# my purple R34 GT-T



## slydawg65 (Oct 24, 2005)

Exterior

R34 GTR front bumper

R34 vented, wider front arches, from a GTT but Altered to fit the GTR bumper

R34 GTT Nismo vented bonett with front end cut off and re built to fit GTR
bumper, bonett painted but vents left carbon

Nismo R34 GTR front carbon splitter

Nismo skirts from a GTT with GTR Nismo skirt extensions made to fit below GTT
skirts.

Custom, wider rear arches laid over standard ones and blended in (now same
dimensions or slightly wider than a GTR)

Carbon boot, left carbon

R34 GTR rear spoiler with carbon adjustable blade

Carbon Ganador wing mirrors

R34 GTT Nismo rear bumper with GTR extensions made to fit the GTT bumper.

Nismo carbon B Pillars

LED rear lights

Carbon Ganador mirrors

Full re spray in custom purple


18” Volk TE37’s in white

EBC discs

EBC red stuff pads

K-SPORT coilovers


Interior

R33 GTR front seats

Carbon roof lining (one off)

Carbon A Pillars (one off)

R34 GTR multi function display fitted (showing boosts, oil temps etc)

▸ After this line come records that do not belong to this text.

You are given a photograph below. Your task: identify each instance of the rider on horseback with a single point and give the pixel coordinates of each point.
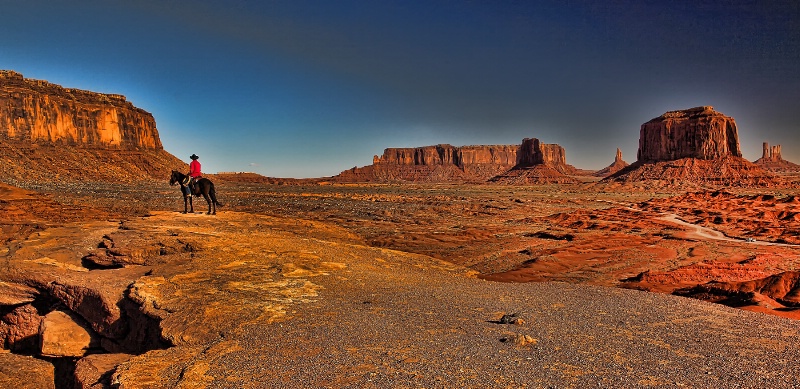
(194, 172)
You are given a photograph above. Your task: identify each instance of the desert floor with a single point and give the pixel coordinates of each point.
(406, 285)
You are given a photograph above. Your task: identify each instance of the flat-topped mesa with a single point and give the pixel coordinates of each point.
(444, 154)
(699, 132)
(446, 163)
(38, 111)
(771, 154)
(696, 147)
(615, 166)
(533, 152)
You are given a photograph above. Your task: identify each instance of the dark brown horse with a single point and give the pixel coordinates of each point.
(202, 187)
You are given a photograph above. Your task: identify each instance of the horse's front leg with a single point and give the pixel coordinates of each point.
(210, 204)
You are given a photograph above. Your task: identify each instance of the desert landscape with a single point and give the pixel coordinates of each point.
(437, 266)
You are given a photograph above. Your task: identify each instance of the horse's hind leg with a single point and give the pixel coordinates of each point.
(212, 210)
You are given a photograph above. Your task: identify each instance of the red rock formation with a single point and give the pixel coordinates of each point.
(775, 292)
(693, 146)
(38, 111)
(538, 163)
(698, 132)
(615, 166)
(440, 163)
(50, 132)
(446, 163)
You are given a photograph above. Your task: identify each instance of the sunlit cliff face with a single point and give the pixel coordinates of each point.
(39, 111)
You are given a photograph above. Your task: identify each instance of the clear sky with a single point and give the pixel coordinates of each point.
(310, 88)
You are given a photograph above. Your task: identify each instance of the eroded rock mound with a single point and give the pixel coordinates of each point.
(440, 163)
(693, 146)
(772, 159)
(697, 132)
(48, 131)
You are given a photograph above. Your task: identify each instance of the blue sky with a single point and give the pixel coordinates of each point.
(311, 88)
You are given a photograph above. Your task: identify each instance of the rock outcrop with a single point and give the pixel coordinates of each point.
(699, 132)
(779, 291)
(439, 163)
(474, 164)
(615, 166)
(771, 159)
(48, 131)
(538, 163)
(693, 146)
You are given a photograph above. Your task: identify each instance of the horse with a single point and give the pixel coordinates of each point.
(202, 187)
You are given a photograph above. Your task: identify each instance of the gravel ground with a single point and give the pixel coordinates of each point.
(392, 320)
(401, 324)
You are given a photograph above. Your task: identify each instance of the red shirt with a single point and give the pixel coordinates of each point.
(194, 169)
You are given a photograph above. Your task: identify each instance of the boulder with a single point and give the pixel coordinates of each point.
(699, 132)
(696, 146)
(64, 334)
(94, 371)
(23, 372)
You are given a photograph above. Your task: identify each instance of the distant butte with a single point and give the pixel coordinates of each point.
(615, 166)
(771, 159)
(693, 146)
(530, 162)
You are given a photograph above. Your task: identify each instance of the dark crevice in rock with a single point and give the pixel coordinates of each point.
(136, 333)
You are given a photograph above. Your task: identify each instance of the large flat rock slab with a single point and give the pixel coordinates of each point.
(264, 307)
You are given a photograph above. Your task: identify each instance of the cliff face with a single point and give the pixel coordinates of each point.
(449, 155)
(533, 152)
(698, 132)
(693, 146)
(40, 112)
(446, 163)
(771, 159)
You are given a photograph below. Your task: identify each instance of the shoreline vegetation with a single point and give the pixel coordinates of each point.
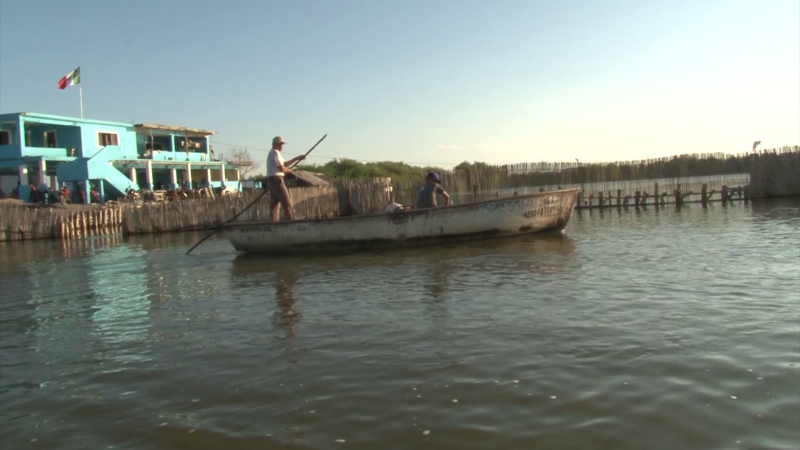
(363, 188)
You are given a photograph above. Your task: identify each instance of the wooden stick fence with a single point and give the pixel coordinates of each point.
(768, 173)
(21, 222)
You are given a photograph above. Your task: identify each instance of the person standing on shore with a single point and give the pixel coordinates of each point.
(427, 195)
(277, 168)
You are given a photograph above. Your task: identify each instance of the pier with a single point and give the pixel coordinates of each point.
(638, 184)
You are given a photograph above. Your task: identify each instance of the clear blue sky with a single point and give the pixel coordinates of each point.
(424, 82)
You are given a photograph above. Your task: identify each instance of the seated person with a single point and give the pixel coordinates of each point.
(427, 195)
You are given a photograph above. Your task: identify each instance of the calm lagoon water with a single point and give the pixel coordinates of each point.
(635, 330)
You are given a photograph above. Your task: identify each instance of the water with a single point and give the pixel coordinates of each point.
(657, 330)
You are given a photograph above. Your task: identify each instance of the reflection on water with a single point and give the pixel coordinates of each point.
(287, 314)
(637, 329)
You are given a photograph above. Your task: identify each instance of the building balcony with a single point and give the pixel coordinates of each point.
(13, 151)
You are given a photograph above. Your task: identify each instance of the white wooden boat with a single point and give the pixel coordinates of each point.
(509, 216)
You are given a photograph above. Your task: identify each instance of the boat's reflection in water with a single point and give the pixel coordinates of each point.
(430, 269)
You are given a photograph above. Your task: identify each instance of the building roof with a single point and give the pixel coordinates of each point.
(148, 127)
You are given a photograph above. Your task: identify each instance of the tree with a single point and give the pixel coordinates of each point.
(240, 158)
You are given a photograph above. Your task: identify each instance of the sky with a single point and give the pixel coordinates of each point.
(434, 82)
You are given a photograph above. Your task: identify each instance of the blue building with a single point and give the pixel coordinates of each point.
(53, 151)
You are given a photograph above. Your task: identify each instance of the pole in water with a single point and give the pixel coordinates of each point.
(266, 191)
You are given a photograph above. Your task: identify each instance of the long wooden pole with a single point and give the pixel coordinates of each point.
(251, 203)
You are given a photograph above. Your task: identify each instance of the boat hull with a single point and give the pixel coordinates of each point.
(503, 217)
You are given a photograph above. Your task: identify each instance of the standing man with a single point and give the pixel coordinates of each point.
(276, 169)
(427, 195)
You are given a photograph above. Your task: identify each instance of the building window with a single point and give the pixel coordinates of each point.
(50, 139)
(104, 139)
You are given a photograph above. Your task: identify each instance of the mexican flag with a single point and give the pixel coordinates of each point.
(71, 79)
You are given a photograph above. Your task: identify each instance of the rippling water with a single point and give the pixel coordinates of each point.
(640, 330)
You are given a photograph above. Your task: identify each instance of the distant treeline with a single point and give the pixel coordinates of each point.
(537, 174)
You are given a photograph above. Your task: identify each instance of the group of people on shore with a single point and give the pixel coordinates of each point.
(278, 167)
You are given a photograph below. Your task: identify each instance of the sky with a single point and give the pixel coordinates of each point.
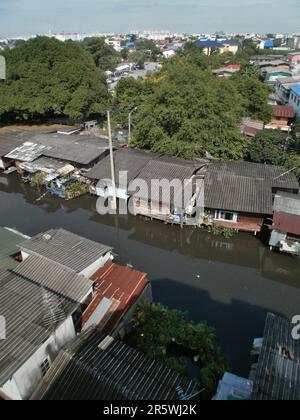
(30, 17)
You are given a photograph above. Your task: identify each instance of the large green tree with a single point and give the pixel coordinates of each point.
(156, 329)
(268, 147)
(48, 78)
(104, 55)
(183, 111)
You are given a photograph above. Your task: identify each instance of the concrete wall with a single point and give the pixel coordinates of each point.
(124, 327)
(26, 379)
(103, 192)
(91, 269)
(295, 103)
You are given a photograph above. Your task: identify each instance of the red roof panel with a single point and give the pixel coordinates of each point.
(288, 223)
(283, 111)
(123, 286)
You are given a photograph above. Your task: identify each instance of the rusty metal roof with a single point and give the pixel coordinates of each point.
(278, 371)
(283, 111)
(287, 223)
(116, 289)
(54, 277)
(96, 367)
(65, 248)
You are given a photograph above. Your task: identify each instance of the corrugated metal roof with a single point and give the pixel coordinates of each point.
(32, 313)
(66, 248)
(27, 152)
(9, 246)
(287, 203)
(287, 223)
(8, 144)
(278, 370)
(245, 187)
(82, 150)
(55, 277)
(237, 193)
(121, 287)
(84, 371)
(283, 111)
(46, 165)
(170, 169)
(296, 89)
(130, 160)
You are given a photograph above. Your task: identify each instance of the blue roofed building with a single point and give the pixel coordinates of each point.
(209, 46)
(294, 100)
(267, 44)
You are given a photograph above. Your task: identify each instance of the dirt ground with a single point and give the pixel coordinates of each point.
(31, 128)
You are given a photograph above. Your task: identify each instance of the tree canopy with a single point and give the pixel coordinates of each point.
(104, 56)
(48, 78)
(156, 329)
(183, 110)
(275, 147)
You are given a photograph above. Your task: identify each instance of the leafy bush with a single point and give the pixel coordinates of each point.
(37, 180)
(75, 190)
(156, 328)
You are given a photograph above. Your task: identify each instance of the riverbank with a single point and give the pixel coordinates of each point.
(231, 283)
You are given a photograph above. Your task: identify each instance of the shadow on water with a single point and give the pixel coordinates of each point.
(231, 283)
(236, 323)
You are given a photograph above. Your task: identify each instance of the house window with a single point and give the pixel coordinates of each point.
(45, 366)
(226, 216)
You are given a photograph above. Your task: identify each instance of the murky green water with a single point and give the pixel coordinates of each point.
(230, 283)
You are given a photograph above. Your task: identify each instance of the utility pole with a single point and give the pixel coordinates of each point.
(112, 164)
(129, 128)
(129, 124)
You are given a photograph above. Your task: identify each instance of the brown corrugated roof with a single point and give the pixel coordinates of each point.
(120, 285)
(283, 111)
(287, 223)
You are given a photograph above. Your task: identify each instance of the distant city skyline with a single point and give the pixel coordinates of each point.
(30, 17)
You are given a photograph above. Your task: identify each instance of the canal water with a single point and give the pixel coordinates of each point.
(230, 283)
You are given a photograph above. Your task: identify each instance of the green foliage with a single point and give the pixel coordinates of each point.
(277, 148)
(156, 328)
(48, 78)
(104, 56)
(76, 189)
(268, 147)
(217, 230)
(37, 180)
(255, 95)
(184, 111)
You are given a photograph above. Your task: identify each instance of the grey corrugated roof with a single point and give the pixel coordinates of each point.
(287, 203)
(130, 160)
(31, 313)
(82, 150)
(245, 186)
(8, 144)
(55, 277)
(43, 164)
(86, 372)
(27, 152)
(257, 171)
(65, 248)
(9, 246)
(238, 194)
(167, 168)
(278, 369)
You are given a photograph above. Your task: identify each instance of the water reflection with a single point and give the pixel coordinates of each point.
(232, 283)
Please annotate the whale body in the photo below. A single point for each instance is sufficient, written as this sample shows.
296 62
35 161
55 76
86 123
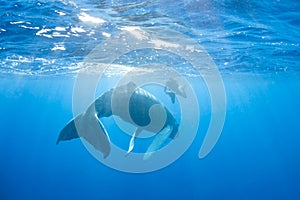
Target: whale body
88 125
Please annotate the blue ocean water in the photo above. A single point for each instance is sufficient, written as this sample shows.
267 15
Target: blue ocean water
255 46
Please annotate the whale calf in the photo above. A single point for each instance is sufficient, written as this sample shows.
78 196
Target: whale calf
110 103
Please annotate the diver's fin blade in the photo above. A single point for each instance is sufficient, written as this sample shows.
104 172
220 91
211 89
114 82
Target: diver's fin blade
131 143
158 142
69 132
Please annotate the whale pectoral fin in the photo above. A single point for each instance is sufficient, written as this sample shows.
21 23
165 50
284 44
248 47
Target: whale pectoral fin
95 134
159 140
131 143
69 132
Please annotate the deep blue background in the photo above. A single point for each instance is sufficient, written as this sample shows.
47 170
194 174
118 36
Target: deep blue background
255 44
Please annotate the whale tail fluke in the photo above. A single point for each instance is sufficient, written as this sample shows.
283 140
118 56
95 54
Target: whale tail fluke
89 127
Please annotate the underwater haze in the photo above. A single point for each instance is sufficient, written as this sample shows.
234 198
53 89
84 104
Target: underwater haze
250 51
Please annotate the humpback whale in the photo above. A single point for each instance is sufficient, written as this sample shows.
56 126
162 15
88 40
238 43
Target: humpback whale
88 125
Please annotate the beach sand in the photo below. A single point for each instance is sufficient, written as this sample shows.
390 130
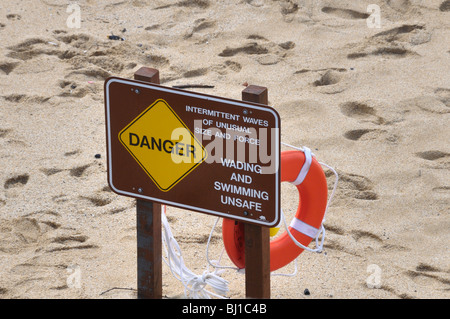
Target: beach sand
374 103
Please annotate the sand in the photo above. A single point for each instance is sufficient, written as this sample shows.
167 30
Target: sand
374 103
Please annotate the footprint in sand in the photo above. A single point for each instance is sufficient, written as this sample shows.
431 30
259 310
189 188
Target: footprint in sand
345 13
352 185
8 67
445 6
361 111
433 155
267 52
198 26
14 17
16 181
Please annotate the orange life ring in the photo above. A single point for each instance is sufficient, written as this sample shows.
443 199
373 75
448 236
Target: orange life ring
313 193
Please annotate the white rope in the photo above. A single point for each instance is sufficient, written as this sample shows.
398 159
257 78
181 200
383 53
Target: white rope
194 285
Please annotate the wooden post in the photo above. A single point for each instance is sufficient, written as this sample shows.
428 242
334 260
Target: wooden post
149 241
257 238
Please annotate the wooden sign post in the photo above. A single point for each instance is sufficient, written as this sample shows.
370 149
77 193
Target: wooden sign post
149 240
257 238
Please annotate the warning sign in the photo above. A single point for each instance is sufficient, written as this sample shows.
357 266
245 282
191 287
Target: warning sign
162 144
194 151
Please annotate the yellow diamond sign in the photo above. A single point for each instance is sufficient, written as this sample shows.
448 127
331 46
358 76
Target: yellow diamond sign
163 145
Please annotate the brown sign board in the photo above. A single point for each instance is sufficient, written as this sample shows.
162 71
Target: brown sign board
194 151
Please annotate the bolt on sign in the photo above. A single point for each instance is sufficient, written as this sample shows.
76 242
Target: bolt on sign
194 151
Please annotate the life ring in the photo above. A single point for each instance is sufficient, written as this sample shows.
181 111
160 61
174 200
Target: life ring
304 171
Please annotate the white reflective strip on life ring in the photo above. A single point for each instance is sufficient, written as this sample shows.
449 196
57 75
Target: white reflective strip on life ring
304 228
305 169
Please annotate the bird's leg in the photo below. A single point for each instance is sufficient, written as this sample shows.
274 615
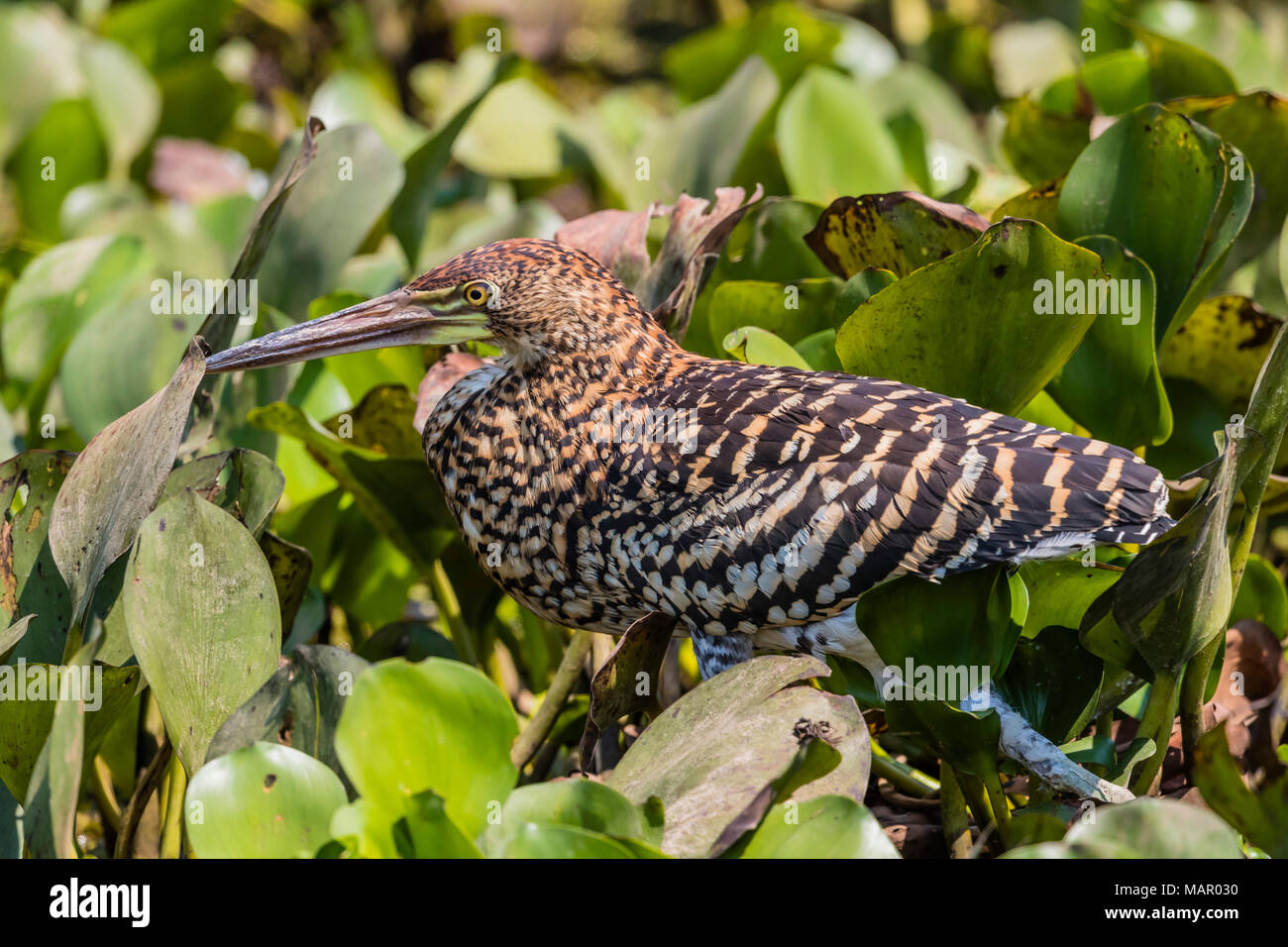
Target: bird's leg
717 654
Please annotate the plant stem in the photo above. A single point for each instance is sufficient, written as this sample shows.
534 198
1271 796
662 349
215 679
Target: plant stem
143 791
1193 685
1001 808
527 744
907 779
952 806
1157 724
171 831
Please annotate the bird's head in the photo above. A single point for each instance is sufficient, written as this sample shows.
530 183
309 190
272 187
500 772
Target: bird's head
535 298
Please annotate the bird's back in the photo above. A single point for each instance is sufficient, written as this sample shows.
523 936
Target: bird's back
739 497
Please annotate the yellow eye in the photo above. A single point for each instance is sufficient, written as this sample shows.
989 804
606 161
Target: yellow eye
476 292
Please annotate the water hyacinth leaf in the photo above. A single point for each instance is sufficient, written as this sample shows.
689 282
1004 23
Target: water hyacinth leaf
218 326
583 804
116 480
68 141
245 483
1042 144
900 232
26 723
1222 347
819 351
125 98
1176 594
307 694
263 801
202 616
1257 125
1112 384
756 346
398 495
629 681
1261 596
1142 828
428 161
824 827
291 567
1177 68
31 589
832 144
58 292
790 312
1060 591
966 621
1261 815
713 751
402 731
322 226
669 283
974 325
1041 204
1052 682
699 149
1163 187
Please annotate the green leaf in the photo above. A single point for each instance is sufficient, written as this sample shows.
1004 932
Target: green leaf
1112 384
62 151
1162 185
1142 828
572 802
398 495
699 149
832 144
202 617
974 325
326 218
263 801
127 102
712 753
790 312
1261 596
1042 144
1177 68
403 729
1222 347
897 232
426 162
307 694
244 483
116 480
1052 684
756 346
1257 125
26 720
56 294
824 827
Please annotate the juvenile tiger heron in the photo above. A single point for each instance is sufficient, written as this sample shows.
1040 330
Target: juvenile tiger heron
600 474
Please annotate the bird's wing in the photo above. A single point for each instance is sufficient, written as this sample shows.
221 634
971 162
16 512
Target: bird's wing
781 493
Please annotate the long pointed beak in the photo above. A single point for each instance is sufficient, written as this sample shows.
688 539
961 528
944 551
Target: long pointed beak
397 318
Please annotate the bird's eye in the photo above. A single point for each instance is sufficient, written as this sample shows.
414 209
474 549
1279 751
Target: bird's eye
476 292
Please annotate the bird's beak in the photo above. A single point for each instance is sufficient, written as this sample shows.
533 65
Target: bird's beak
402 317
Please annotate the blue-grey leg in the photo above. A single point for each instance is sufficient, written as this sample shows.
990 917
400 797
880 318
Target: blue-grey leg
716 654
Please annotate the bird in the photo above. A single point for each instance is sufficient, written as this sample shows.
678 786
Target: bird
600 474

Carbon multi function display cover

Carbon gear stick surround

Carbon ash tray

Carbon pocket cover

Carbon seat belt holders

Carbon stereo surround

Full re trim by Gibson Trimming in white, with pink stitching and rear seat head
rest made to match fronts, arm rest, sun visors trimmed also.
Steering Wheel also re trimmed

One off mats in black with pink detailing by Gibson Trimming

Carbon door handles

Razo gear nob

Razo metal pedals

ICE

JVC headunit

Infinity front speakers

(more to come whenever i get funds together)


Engine


Greddy TD06-25g turbo

Apexi Power fc with hand controller

Machined pistons

Greddy boost controller with 3 levels of boost

Nismo 750cc injectors

HKS steel head gasket

HKS fuel pump

Greddy intercooler

Greddy 10 row oil cooler

Radtec polished and uprated radiator

nismo thermostat

Blitz Nur-Spec turbo back exhaust

Blitz SUS Air filter

Custom manifold with screamer pipe

HKS SQV blow off valve

Tomei Type B more agressive cams

Bee-R rev limiter 

Nismo radiator cap

polished oil cap.

Engine and strut brace all painted pink to match interior
plenum, turbo, radiator all polished to contrast the pink 

Engine bay painted black to make it all stand out..


----------



## MacGTR (Dec 31, 2006)

Ohhh, i wondered who bought this. Lovely car you got your hands on there mate


----------



## matty32 (Dec 18, 2005)

just needs an RB26 now


----------



## slydawg65 (Oct 24, 2005)

matty32 said:


> just needs an RB26 now


im happy enough with the 25 thanks


----------